Why Airships Will Never Be Part of Our Transportation Infrastructure - MichaelAO
http://blogs.scientificamerican.com/guest-blog/2011/05/27/helium-hokum-why-airships-will-never-be-part-of-our-transportation-infrastructure/

======
jcchin41
Hybrid Airships might not fair well on the particular log/log plot shown, but
there are other figures of merit to be considered: Emissions, noise, necessary
landing infrastructure, flight-time, fuel consumption vs. aircraft
productivity (payload x distance / hr)

------
dzdt
The one credible application I've seen for modern airships is for transporting
ultra-heavy massively oversized loads.
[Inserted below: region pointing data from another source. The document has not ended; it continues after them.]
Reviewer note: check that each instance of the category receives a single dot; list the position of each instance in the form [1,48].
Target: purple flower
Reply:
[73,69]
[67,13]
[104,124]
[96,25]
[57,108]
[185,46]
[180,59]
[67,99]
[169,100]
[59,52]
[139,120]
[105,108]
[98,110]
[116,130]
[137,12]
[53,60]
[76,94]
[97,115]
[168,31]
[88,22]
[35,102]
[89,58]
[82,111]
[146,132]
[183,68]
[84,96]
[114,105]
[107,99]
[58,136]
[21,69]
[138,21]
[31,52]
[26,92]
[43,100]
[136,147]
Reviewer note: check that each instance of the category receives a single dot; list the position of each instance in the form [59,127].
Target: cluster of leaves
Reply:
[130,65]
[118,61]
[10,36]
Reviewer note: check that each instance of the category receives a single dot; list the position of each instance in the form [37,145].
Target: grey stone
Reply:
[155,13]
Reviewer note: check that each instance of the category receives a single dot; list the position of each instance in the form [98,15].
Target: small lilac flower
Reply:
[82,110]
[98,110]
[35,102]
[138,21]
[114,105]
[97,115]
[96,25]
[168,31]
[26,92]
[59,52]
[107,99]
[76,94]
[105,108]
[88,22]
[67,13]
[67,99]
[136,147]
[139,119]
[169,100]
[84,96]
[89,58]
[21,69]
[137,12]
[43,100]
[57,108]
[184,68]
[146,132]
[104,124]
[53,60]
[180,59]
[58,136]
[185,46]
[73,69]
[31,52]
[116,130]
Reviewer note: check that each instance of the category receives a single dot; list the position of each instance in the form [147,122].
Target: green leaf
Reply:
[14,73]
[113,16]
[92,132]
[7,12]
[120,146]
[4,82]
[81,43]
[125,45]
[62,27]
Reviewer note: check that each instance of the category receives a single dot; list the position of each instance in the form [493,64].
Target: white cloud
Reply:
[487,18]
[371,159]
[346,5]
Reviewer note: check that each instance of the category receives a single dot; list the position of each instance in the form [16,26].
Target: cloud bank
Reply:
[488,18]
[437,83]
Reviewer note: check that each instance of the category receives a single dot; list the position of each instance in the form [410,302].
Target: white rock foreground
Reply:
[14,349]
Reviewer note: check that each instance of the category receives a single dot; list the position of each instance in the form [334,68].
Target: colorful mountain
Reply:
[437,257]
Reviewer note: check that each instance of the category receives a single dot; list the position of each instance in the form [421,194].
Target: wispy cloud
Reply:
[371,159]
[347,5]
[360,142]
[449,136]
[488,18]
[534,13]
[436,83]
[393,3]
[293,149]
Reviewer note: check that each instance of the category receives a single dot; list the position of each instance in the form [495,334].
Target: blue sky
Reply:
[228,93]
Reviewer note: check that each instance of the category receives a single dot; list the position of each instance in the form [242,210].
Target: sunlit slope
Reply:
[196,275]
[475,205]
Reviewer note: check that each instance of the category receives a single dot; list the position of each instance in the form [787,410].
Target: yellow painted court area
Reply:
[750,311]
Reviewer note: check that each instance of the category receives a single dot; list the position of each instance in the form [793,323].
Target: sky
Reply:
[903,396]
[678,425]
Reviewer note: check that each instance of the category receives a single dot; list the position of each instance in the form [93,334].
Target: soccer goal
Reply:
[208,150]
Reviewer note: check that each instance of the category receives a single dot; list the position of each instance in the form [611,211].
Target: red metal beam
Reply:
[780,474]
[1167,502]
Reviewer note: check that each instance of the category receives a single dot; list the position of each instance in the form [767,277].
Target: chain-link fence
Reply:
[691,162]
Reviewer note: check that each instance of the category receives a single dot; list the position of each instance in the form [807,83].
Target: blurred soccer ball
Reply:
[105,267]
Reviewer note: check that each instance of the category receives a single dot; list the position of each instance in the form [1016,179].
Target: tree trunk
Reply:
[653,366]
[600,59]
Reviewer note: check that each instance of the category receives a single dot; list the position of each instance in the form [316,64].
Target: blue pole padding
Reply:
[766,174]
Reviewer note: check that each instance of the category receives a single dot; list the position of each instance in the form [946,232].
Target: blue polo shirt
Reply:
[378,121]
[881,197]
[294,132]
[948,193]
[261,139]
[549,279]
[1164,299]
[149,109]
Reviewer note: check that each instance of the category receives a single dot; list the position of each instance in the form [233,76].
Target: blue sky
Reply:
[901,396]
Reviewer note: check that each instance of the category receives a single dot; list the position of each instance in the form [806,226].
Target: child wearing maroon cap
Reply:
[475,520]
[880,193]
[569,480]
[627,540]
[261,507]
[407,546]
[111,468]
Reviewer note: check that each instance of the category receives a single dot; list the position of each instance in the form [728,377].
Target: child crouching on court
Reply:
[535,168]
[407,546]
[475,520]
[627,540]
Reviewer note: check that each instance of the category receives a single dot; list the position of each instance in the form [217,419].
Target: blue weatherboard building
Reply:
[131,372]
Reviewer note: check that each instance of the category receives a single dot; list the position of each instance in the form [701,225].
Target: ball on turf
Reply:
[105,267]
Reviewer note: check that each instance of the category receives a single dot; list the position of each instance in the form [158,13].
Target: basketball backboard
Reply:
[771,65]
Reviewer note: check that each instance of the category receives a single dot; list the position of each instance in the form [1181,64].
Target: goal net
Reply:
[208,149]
See
[http://en.wikipedia.org/wiki/CargoLifter](http://en.wikipedia.org/wiki/CargoLifter).
The idea is that overland transport by truck or train imposes maximum size
limits from right-of-way, overpass, and tunnel constraints. That could leave a
niche for airships which could far exceed the maximum sizes otherwise
obtainable. Think massive generators or rocket bodies. So far though no one
has made the numbers add up.

------
rdlecler1
There was a bit of hand waving at the end there. Per lane mile of rail and
road can run into the millions. So maybe you get 1000 miles of road. And what
about Bridges? I think there is still room for airships.